If $n$ random variables are independently distributed with an exponential distribution $f_X(x) =\lambda e^{-\lambda x} (x\geq 0)$, the range $R_n = \max(X_1,\cdots,X_n) - \min(X_1,\cdots,X_n)$ has the following expectation: $\mbox{E}[R_n] = \frac{1}{\lambda}\Big(1+\frac{1}{2}+\frac{1}{3}+\cdots + \frac{1}{n-1}\Big)$. This result is well known, see here for some context.
However, I could not find a formula for the variance, in the literature. So I decided to do the computations myself and came up with a spectacular formula. I am wondering if the following formula for the variance is original: $\mbox{Var}[R_n]= \frac{1}{\lambda^2}\Big(1+\frac{1}{2^2}+\frac{1}{3^2}+\cdots + \frac{1}{(n-1)^2}\Big)$. As a result, the limit as $n\rightarrow\infty$ is $\pi^2/(6\lambda^2)$. I have a hard time believing that this is a new result. Could someone provide a reference? I plan on including it in an upcoming article.
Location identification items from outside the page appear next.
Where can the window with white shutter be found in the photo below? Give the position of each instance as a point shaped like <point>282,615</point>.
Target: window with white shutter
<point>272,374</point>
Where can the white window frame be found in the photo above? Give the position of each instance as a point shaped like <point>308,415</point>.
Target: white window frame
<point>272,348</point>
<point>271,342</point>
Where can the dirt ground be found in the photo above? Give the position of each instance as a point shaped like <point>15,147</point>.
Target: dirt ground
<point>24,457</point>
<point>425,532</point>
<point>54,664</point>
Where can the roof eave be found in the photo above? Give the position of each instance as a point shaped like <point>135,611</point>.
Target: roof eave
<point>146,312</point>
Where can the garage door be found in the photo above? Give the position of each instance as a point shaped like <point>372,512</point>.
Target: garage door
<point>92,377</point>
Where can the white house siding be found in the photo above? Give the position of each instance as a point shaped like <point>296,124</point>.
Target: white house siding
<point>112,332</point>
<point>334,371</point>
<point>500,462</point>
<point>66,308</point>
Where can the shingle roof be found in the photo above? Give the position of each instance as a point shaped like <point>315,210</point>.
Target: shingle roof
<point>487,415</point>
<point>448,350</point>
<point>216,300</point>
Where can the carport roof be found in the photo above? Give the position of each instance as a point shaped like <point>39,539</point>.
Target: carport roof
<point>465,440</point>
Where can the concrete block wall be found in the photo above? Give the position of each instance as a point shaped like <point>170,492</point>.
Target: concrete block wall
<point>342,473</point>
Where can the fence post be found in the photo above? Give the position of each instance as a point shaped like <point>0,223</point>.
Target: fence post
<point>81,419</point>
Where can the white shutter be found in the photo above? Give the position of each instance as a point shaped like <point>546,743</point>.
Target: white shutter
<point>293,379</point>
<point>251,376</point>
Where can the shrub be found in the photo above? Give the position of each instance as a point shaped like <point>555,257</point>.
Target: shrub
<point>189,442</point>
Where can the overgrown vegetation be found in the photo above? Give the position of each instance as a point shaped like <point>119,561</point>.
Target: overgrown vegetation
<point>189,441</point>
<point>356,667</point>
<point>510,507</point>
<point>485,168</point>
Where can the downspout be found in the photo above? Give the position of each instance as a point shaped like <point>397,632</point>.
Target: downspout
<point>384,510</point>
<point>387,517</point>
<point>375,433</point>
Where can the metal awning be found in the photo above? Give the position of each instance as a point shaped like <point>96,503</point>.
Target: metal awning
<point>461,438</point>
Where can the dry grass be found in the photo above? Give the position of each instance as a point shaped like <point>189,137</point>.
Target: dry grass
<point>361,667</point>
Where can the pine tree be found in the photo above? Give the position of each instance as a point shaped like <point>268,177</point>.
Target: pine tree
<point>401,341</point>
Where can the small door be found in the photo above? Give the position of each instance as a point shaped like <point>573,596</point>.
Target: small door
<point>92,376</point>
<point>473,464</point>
This result is pretty deep, though not that hard to prove. It is almost like the range, for the exponential distribution, is made up of a weighted sum of independent exponential variables with same parameter $\lambda$, each new one added into the sum contributing with a weight equal to $1/k, k=1, 2$ and so on.